Human Cyclin E1 Antibody

Detection of Human Cyclin E1 by Western Blot. Western blot shows lysates of K562 human chronic myelogenous leukemia cell line and HEK293 human embryonic kidney cell line. Gels were loaded with 25 µg of cytoplasmic (Cyto) and 25 µg of nuclear (Nuc) extracts. PVDF membrane was probed with 1 µg/mL of Sheep Anti-Human Cyclin E1 Antigen Affinity-purified Polyclonal Antibody (Catalog # AF6810) followed by HRP-conjugated Anti-Sheep IgG Secondary Antibody (HAF016). Specific bands were detected for Cyclin E1 at approximately 50 - 60 kDa (as indicated). This experiment was conducted under reducing conditions and using Immunoblot Buffer Group 8.

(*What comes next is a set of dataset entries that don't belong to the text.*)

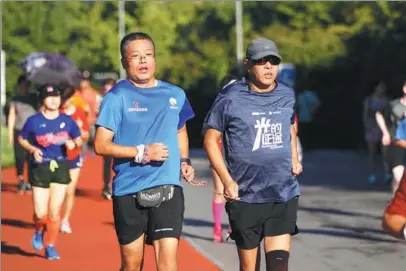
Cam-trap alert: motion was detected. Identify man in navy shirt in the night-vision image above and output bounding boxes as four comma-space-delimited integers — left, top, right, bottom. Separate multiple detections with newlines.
95, 32, 194, 270
204, 38, 302, 271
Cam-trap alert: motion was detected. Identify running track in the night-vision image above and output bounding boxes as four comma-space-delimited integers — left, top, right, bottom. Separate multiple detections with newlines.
1, 157, 220, 271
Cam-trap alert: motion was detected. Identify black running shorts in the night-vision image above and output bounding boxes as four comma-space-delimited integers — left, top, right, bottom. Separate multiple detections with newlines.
226, 197, 299, 249
113, 186, 185, 245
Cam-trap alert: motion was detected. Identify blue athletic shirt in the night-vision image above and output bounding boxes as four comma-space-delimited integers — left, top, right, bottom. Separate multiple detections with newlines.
204, 79, 300, 203
395, 118, 406, 165
96, 79, 194, 196
21, 112, 80, 164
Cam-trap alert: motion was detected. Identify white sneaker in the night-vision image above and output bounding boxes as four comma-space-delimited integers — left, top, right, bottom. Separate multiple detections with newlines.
61, 220, 72, 234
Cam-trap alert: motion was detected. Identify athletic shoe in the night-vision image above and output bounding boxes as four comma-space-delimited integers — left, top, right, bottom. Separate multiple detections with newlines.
385, 173, 392, 184
61, 220, 72, 234
102, 188, 112, 200
17, 183, 26, 195
45, 245, 61, 260
25, 183, 32, 195
31, 231, 44, 250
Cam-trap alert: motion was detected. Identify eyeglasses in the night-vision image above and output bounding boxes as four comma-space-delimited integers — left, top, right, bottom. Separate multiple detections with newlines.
127, 54, 155, 61
251, 56, 281, 65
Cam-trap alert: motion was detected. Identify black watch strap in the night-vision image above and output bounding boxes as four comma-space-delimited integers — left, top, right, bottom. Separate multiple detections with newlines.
180, 158, 192, 166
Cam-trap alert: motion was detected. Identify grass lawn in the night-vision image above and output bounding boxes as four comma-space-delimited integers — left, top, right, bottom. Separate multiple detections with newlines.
1, 125, 14, 167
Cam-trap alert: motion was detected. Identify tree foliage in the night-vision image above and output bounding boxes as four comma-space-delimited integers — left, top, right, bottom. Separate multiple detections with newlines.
2, 1, 406, 148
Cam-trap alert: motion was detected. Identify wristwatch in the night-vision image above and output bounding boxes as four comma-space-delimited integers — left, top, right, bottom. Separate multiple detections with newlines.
180, 158, 192, 166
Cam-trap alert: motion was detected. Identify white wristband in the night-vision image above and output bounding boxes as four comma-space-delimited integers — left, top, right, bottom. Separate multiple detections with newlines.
134, 144, 145, 164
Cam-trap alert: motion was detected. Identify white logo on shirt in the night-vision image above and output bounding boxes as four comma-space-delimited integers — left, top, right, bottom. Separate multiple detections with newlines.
252, 117, 283, 151
169, 97, 178, 109
128, 100, 148, 112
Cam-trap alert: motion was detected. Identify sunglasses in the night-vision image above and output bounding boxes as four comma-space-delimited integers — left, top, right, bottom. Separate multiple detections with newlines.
251, 56, 281, 65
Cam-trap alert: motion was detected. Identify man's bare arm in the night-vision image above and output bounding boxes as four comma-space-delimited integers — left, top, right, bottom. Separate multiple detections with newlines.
395, 140, 406, 149
203, 129, 233, 184
94, 126, 137, 158
18, 136, 37, 153
290, 124, 299, 162
178, 124, 189, 158
375, 111, 389, 135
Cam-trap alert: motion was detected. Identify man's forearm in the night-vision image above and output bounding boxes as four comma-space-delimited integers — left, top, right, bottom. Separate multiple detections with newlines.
395, 140, 406, 149
375, 112, 389, 135
290, 124, 299, 161
95, 141, 137, 158
178, 125, 189, 158
18, 136, 36, 153
204, 138, 232, 184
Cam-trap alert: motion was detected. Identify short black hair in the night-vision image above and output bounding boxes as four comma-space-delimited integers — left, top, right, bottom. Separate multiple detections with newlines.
120, 32, 155, 58
58, 84, 76, 105
17, 74, 29, 85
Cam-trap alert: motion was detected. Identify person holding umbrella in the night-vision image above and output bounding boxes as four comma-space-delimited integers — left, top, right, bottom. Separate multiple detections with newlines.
60, 86, 90, 234
18, 84, 82, 260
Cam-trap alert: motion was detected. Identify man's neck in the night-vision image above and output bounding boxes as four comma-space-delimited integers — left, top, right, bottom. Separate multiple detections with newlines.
63, 105, 76, 115
42, 109, 59, 120
250, 81, 276, 93
128, 78, 158, 88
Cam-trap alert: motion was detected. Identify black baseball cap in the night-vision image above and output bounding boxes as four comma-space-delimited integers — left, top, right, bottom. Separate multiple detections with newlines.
246, 38, 282, 60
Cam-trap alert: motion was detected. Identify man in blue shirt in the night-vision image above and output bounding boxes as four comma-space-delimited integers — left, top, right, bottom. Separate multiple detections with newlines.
204, 38, 302, 271
95, 32, 194, 270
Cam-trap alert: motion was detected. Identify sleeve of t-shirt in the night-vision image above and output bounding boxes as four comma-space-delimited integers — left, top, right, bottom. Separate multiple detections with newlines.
396, 119, 406, 140
69, 117, 81, 139
178, 97, 195, 130
96, 91, 122, 134
20, 118, 33, 139
80, 110, 90, 132
203, 94, 231, 132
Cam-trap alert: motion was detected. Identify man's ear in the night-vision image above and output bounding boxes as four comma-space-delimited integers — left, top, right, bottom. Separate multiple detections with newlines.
121, 58, 128, 70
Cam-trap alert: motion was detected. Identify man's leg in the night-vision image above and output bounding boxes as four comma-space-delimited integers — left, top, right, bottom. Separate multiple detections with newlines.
392, 165, 405, 194
264, 197, 299, 271
147, 187, 185, 271
226, 201, 269, 271
113, 195, 148, 271
120, 234, 145, 271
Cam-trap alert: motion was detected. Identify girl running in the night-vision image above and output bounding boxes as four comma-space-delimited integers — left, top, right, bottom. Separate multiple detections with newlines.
18, 84, 82, 260
60, 86, 90, 234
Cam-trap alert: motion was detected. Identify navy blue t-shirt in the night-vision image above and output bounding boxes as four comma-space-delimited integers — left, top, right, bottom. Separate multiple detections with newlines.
21, 112, 80, 164
96, 80, 194, 196
204, 79, 300, 203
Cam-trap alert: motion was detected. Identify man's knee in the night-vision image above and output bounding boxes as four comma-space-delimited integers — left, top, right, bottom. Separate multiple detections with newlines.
120, 240, 144, 271
265, 250, 289, 271
153, 238, 179, 271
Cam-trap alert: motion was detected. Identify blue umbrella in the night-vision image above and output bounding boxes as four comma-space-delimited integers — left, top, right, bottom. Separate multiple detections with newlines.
20, 52, 81, 86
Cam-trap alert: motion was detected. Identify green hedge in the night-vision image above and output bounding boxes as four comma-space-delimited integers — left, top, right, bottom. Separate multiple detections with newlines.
1, 125, 14, 167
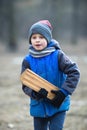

Cyclin E1 in Human Breast. Cyclin E1 was detected in immersion fixed paraffin-embedded sections of human breast using Sheep Anti-Human Cyclin E1 Antigen Affinity-purified Polyclonal Antibody (Catalog # AF6810) at 10 µg/mL overnight at 4 °C. Before incubation with the primary antibody, tissue was subjected to heat-induced epitope retrieval using Antigen Retrieval Reagent-Basic (CTS013). Tissue was stained using the Anti-Sheep HRP-DAB Cell & Tissue Staining Kit (brown CTS019) and counterstained with hematoxylin (blue). Specific staining was localized to nuclei. View our protocol for Chromogenic IHC Staining of Paraffin-embedded Tissue Sections.

Detection of Human Cyclin E1 by Simple Western^TM. Simple Western lane view shows lysates of HepG2 human hepatocellular carcinoma cell line, loaded at 0.2 mg/mL. A specific band was detected for Cyclin E1 at approximately 53 kDa (as indicated) using 10 µg/mL of Sheep Anti-Human Cyclin E1 Antigen Affinity-purified Polyclonal Antibody (Catalog # AF6810) followed by 1:50 dilution of HRP-conjugated Anti-Sheep IgG Secondary Antibody (Catalog # HAF016). This experiment was conducted under reducing conditions and using the 12‑230 kDa separation system.

Detection of Mouse Cyclin E1 by Western Blot Activation of Sox17 at onset of EC regeneration and Sox17-mediated Cyclin E1 expression. a qPCR analysis of gene expression in sorted CD31+ cells from mTmG-Scl mice before and after injury (12 mg/kg i.p.). Sox17, Vegfr2, and Ccne1 increased significantly at day 2 post-LPS compared to baseline. n = 3. Color scale: the fold change increases from red to white to green color. b Western blot analysis in fresh isolated ECs from wild-type mice and quantification c showed a 5-fold increase in Sox17 protein expression within 1 day following injury compared to baseline and followed by recovery within 3 days post-LPS. n = 3. d, e Western blot analysis of cultured HLMVECs in which Sox17 was overexpressed showed 2.5x fold increase in Cyclin E1 protein expression relative to control cells. n = 3. OE, overexpression. f Representation of the CCNE1 promoter region with Sox17 binding sites (circled numbers) and their sequences. g HLMVECs were retrovirally transduced with Sox17 or control plasmid for 3 days, and Ch-IP assay followed by qPCR was performed to amplify Sox17 binding sites in the CCNE1 promoter. n = 3. h 293T cells were transfected with a Sox17 overexpression plasmid containing CCNE1 luciferase reporter constructs. Luciferase values were normalized to Renilla luciferase control reporter values. A schematic representation of corresponding deletion constructs is presented in the right panel. n = 3 and duplicates per sample. **P < 0.01 and ***P < 0.001. Data are shown as mean ± SEM. Analysis was performed using one-way ANOVA for (c) and two-way ANOVA with Bonferroni post-tests for (e, g, h) Image collected and cropped by CiteAb from the following publication (https://pubmed.ncbi.nlm.nih.gov/31073164), licensed under a CC-BY license. Not internally tested by R&D Systems.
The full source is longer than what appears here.